There’s one rule about working a menial job where you interface with the public: Don’t overanalyze it, or you’ll go insane. The subjects of Meghan Eckman’s documentary The Parking Lot Movie, unfortunately, are unable to abide by this rule, as they are all highly educated undergrads, grad students and professors. As the film shows, there is a lot of alone time spent by the attendants of the University of Virginia-adjacent parking lot; this allows for a lot of thinking about life, the universe and that last asshole who sped past the booth in his SUV without paying. It’s easy for the employees of the Corner Lot to feel they are in a “battle with humanity” when their overworking brains are trapped in a booth that barely has room for a metal chair.

Although the documentary benefits from the eloquence of its subjects, at some point you just have to say: so what? Trying to reach for some grand purpose for the making of this documentary, all I got was perhaps the difficulty to get decent employment, even by the highly educated. But that was still reaching. Mostly the documentary embroils the viewer in the subjects’ bitter resentment of anyone who owns a car, even the ones who don’t try to rip them off. Again, if you’ve ever had service job, you’ll know that you have to let some things go or you’ll just suffer.

I think that the main problem with this documentary, that, don’t get me wrong, has fun moments – the inside jokes spray painted on the parking lot gate, for instance – is that I didn’t feel a connection to the subjects. Sometimes it’s just not interesting to watch people get caught up in bitterness.

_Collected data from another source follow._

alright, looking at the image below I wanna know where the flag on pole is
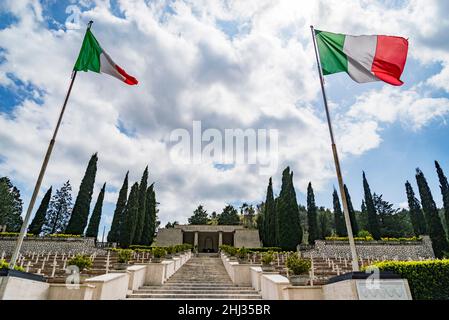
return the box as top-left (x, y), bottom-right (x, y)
top-left (314, 30), bottom-right (408, 86)
top-left (74, 29), bottom-right (138, 85)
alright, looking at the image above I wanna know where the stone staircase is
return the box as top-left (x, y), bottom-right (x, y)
top-left (128, 256), bottom-right (262, 300)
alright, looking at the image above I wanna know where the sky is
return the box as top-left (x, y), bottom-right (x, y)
top-left (1, 0), bottom-right (449, 235)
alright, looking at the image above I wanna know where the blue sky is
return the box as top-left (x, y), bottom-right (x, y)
top-left (1, 0), bottom-right (449, 235)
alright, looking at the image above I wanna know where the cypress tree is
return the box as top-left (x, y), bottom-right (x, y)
top-left (28, 187), bottom-right (52, 235)
top-left (65, 153), bottom-right (98, 235)
top-left (276, 167), bottom-right (302, 251)
top-left (107, 172), bottom-right (128, 243)
top-left (435, 161), bottom-right (449, 235)
top-left (141, 183), bottom-right (155, 246)
top-left (416, 168), bottom-right (449, 258)
top-left (256, 204), bottom-right (265, 245)
top-left (85, 183), bottom-right (106, 238)
top-left (134, 166), bottom-right (148, 244)
top-left (363, 172), bottom-right (381, 240)
top-left (148, 185), bottom-right (157, 245)
top-left (263, 177), bottom-right (276, 247)
top-left (333, 189), bottom-right (347, 236)
top-left (405, 181), bottom-right (427, 236)
top-left (344, 184), bottom-right (359, 236)
top-left (306, 182), bottom-right (319, 244)
top-left (119, 182), bottom-right (139, 248)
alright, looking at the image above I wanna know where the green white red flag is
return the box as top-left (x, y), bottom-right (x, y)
top-left (74, 29), bottom-right (138, 85)
top-left (315, 30), bottom-right (408, 86)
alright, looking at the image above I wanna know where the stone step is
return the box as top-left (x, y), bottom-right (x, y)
top-left (135, 289), bottom-right (258, 294)
top-left (140, 282), bottom-right (238, 289)
top-left (127, 293), bottom-right (261, 299)
top-left (141, 285), bottom-right (252, 290)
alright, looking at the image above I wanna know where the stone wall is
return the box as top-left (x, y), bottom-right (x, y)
top-left (153, 229), bottom-right (183, 246)
top-left (234, 229), bottom-right (261, 248)
top-left (305, 236), bottom-right (435, 260)
top-left (0, 237), bottom-right (106, 255)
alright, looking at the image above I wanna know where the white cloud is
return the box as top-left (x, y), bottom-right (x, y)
top-left (0, 0), bottom-right (449, 229)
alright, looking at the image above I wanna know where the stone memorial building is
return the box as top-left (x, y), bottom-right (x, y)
top-left (155, 225), bottom-right (261, 252)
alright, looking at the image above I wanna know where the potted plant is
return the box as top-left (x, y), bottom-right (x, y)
top-left (286, 254), bottom-right (311, 286)
top-left (113, 249), bottom-right (133, 270)
top-left (165, 246), bottom-right (175, 259)
top-left (261, 251), bottom-right (274, 271)
top-left (228, 246), bottom-right (238, 260)
top-left (151, 247), bottom-right (166, 263)
top-left (237, 247), bottom-right (249, 264)
top-left (66, 254), bottom-right (93, 282)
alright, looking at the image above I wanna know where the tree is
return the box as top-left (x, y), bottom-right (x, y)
top-left (416, 168), bottom-right (449, 258)
top-left (373, 193), bottom-right (410, 237)
top-left (263, 177), bottom-right (277, 247)
top-left (65, 153), bottom-right (98, 235)
top-left (107, 172), bottom-right (128, 243)
top-left (165, 221), bottom-right (178, 228)
top-left (28, 187), bottom-right (52, 235)
top-left (218, 205), bottom-right (240, 225)
top-left (363, 172), bottom-right (381, 240)
top-left (0, 177), bottom-right (24, 232)
top-left (188, 205), bottom-right (209, 225)
top-left (240, 203), bottom-right (256, 228)
top-left (333, 189), bottom-right (347, 236)
top-left (85, 183), bottom-right (106, 238)
top-left (255, 202), bottom-right (265, 244)
top-left (306, 182), bottom-right (319, 245)
top-left (119, 182), bottom-right (139, 248)
top-left (435, 161), bottom-right (449, 235)
top-left (276, 167), bottom-right (302, 251)
top-left (344, 185), bottom-right (359, 236)
top-left (405, 181), bottom-right (427, 236)
top-left (318, 207), bottom-right (332, 239)
top-left (42, 181), bottom-right (72, 235)
top-left (134, 166), bottom-right (148, 244)
top-left (141, 183), bottom-right (157, 245)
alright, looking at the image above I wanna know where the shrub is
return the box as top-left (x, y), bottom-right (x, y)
top-left (261, 251), bottom-right (274, 265)
top-left (357, 230), bottom-right (372, 238)
top-left (49, 234), bottom-right (81, 238)
top-left (0, 232), bottom-right (34, 237)
top-left (117, 249), bottom-right (133, 263)
top-left (366, 260), bottom-right (449, 300)
top-left (152, 247), bottom-right (166, 259)
top-left (165, 246), bottom-right (175, 254)
top-left (325, 236), bottom-right (422, 242)
top-left (67, 254), bottom-right (93, 271)
top-left (286, 254), bottom-right (311, 275)
top-left (0, 259), bottom-right (25, 272)
top-left (247, 247), bottom-right (283, 253)
top-left (237, 247), bottom-right (249, 260)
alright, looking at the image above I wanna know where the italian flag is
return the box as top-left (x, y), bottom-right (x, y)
top-left (74, 29), bottom-right (138, 85)
top-left (315, 30), bottom-right (408, 86)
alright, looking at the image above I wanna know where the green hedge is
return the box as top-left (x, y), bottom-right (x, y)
top-left (219, 245), bottom-right (283, 254)
top-left (0, 232), bottom-right (34, 237)
top-left (0, 232), bottom-right (81, 238)
top-left (368, 260), bottom-right (449, 300)
top-left (326, 236), bottom-right (422, 242)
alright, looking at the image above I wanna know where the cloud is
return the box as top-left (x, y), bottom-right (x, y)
top-left (0, 0), bottom-right (448, 229)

At the end of the film, Eckman tries to lighten the mood by filming her subjects performing a rap that basically reiterates the points of the rest of the film. It was a moment that seemed like a college short that would be hilarious to the performers’ friends, but not to anyone who didn’t know and like them. But I guess that must make me a part of the “big army” fighting the attendants’ “little army.” Game on.



The Parking Lot Movie airs Oct. 19 on the PBS series Independent Lens.